Tuesday, February 23, 2010

Mysterious Paradoxes.

From today's Daily Reflections, 

Such is the paradox of A.A. regeneration: strength arising out of complete defeat and weakness, the loss of one’s old life as a condition for finding a new one.A.A. COMES OF AGE, p. 46
What glorious mysteries paradoxes are! They do not compute, yet when recognized and accepted, they reaffirm something in the universe beyond human logic. When I face a fear, I am given courage; when I support a brother or sister, my capacity to love myself is increased; when I accept a pain as part of the growing experience of life, I realize a greater happiness; when I look at my dark side, I am brought into new light; when I accept my vulnerabilities and surrender to a Higher Power, I am graced with unforeseen strength. I stumbled through the doors of A.A. in disgrace, expecting nothing from life, and I have been given hope and dignity. Miraculously, the only way to keep the gifts of the program is to pass them on.

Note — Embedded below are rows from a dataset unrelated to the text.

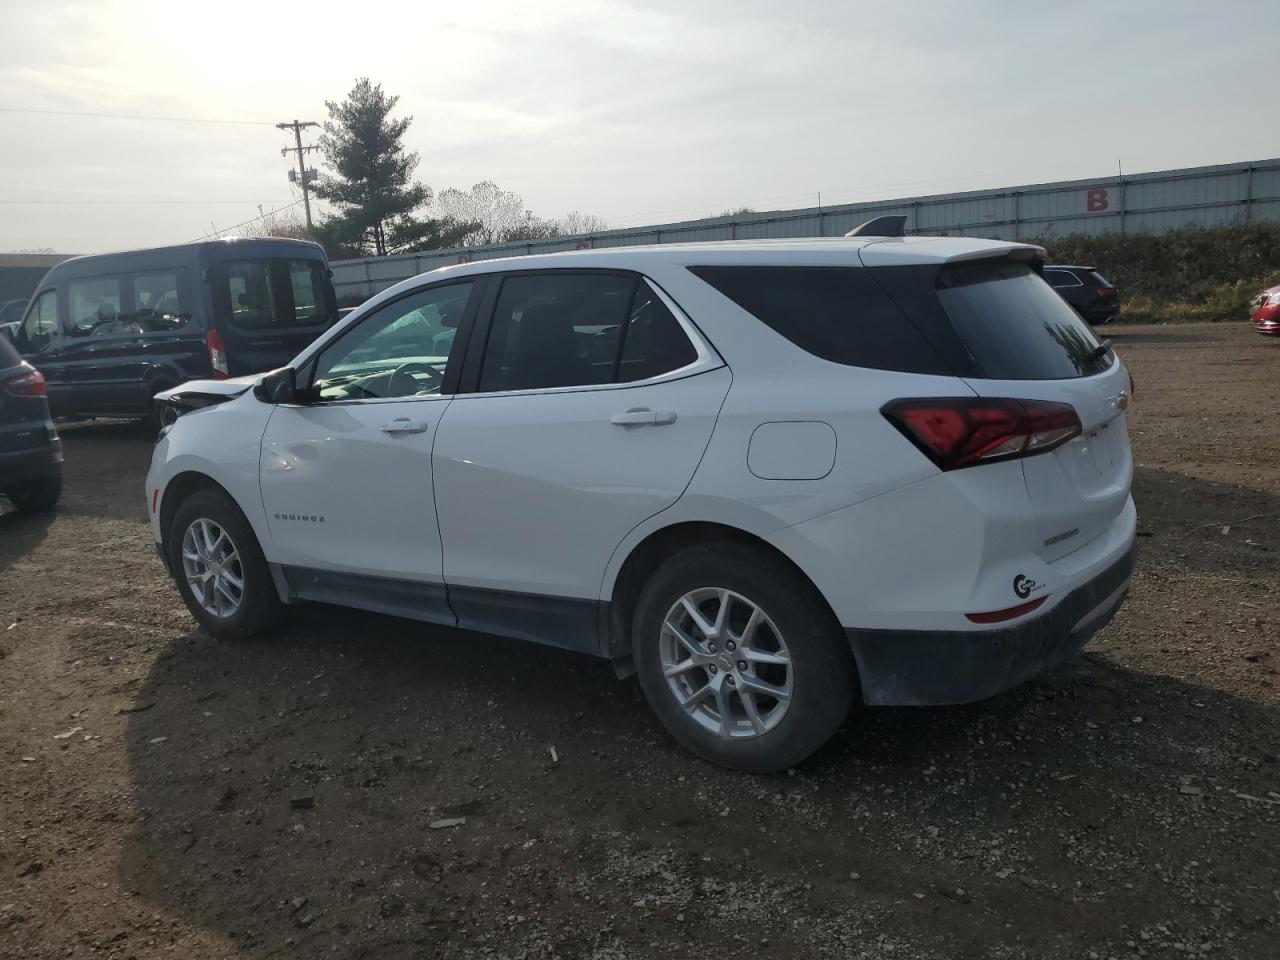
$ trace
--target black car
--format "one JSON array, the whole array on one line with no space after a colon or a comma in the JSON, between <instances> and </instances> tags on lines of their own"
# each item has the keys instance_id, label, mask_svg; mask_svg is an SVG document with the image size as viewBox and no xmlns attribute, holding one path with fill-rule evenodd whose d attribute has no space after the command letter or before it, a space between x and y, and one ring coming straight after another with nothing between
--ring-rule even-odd
<instances>
[{"instance_id":1,"label":"black car","mask_svg":"<svg viewBox=\"0 0 1280 960\"><path fill-rule=\"evenodd\" d=\"M1120 294L1097 267L1046 264L1044 278L1090 326L1110 323L1120 316Z\"/></svg>"},{"instance_id":2,"label":"black car","mask_svg":"<svg viewBox=\"0 0 1280 960\"><path fill-rule=\"evenodd\" d=\"M62 495L62 441L44 377L0 334L0 494L19 510L48 510Z\"/></svg>"},{"instance_id":3,"label":"black car","mask_svg":"<svg viewBox=\"0 0 1280 960\"><path fill-rule=\"evenodd\" d=\"M217 240L65 260L13 342L55 417L159 418L157 393L282 366L337 319L319 244Z\"/></svg>"}]
</instances>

This post is so well-said I want to leave it alone.  I do want to add why I'm posting it:

Yesterday 'should' have been a perfect day.  I had an in-service at the hospital that was rewarding and educational.  The meeting at noon was amazing---about making decisions.  God knows I need to hear all about that! Then, I treated myself to a massage and it was amazing---really phenomenal.  There were parts of my body I've never thanked God for, while they were being massaged--like my mandible, my cheek bones, the muscles that connect my cheeks to my jaw.  I thanked God for my liver and my soas.  It was a really beautiful therapy.

And, then, I got home and CRASHED.  My mood crashed, my health crashed, my appreciation for the day and my zeal crashed.  All of it.  I got physically sick, which was uncomfortable.  I couldn't decide what to eat, and I was probably over hungry and in need of calories.  I was Crabigail McGrumpelstein.

I looked at the calendar a few times and did the count on my finger math---is this PMS?? Is there a pill I can take for this crappy attitude I have?

The beauty of the Paradox lies there.  I didn't take anything for my crappy mood.  I just was in it.  I accepted my mood for crappy.  I  made sure I didn't surround myself with people so as to not hurt anyone with  my crummy mood.  I took care of myself.

This part of the reading really spoked to me:
When I accept a pain as part of the growing experience of life, I realize a greater happiness; when I look at my dark side, I am brought into new light; when I accept my vulnerabilities and surrender to a Higher Power, I am graced with unforeseen strength

I faced my Crab, accepted, and left it.  I didn't try to fix it.  Sometimes, I can do everything 'right' and still feel crappy.  Some days I'm going to be VERY UNCOMFORTABLE with this fact; other days, like yesterday, I'm going to shrug my shoulders, thank God for giving me one more day to live, and just breathe.